Sub-cellular Protein Localization in Human Protein Atlas
Abstract
While spatial proteomics by fluorescence imaging has quickly become an essential discovery tool for researchers, fast and scalable methods to classify and embed single-cell protein distributions in such images are lacking. Subcellular protein localization is important in understanding the function of different cellular systems and is essential in disease characterization and drug discovery. As the data generated by digital microscopy is increasing rapidly, computational models capable of encoding the protein distribution within cells are necessary to understand how protein distribution contributes to cell function and state.

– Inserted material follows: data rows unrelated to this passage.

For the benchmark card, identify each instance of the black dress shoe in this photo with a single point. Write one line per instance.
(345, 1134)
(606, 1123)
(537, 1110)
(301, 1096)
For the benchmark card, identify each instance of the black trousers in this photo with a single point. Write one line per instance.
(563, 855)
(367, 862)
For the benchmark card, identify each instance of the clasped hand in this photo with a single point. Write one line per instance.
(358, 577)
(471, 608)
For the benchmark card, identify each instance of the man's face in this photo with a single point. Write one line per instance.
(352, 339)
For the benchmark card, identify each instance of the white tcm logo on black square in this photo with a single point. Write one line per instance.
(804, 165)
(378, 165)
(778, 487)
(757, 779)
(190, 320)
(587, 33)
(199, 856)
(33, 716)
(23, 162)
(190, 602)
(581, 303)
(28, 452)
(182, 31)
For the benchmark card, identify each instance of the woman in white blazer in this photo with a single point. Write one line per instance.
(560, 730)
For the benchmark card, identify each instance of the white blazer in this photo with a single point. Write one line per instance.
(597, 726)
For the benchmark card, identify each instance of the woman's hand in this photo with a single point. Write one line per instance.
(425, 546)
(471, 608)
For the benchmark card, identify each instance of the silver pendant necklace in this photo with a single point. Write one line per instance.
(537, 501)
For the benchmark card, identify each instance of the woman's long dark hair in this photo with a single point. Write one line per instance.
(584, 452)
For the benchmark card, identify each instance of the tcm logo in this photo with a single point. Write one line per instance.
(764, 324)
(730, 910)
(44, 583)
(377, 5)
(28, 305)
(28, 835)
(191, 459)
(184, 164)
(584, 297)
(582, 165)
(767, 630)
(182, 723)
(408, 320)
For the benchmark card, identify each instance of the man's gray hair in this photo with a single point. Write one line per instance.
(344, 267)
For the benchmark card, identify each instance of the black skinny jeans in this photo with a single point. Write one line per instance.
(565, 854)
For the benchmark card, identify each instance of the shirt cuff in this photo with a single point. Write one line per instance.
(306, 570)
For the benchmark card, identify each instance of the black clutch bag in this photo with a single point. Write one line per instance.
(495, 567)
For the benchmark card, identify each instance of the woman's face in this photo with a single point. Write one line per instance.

The Human Protein Atlas (HPA v23) Subcellular Section has generated the first subcellular proteome map of human cells, consisting of a publicly available dataset of more than 100,000 images outlining the expression of around 13,000 proteins (majority of intracellular proteins) across more than 20 cell lines. This consists of roughly 1.5 million cells in the images and data up to 25TB.
Recently, deep-learning approaches have shown great promise in the field and have become state-of-the-art in localization. We aim to use Berzelius’s resources to develop a single-cell foundation model using the images from the HPA dataset. This will serve as the basis for the subcellular localization of the proteins in cell images and provide enormous value to HPA users. Because of the enormous amount of data, we require significant computing and storage resources from Berzelius to undertake this task.
UPDATE FOR CONTINUATION: According to our preliminary data it looks like this model improves over the current state of the art in multiple tasks. For this reason we want to train a larger model and expand on the number of benchmark datasets we're evaluating its performance on.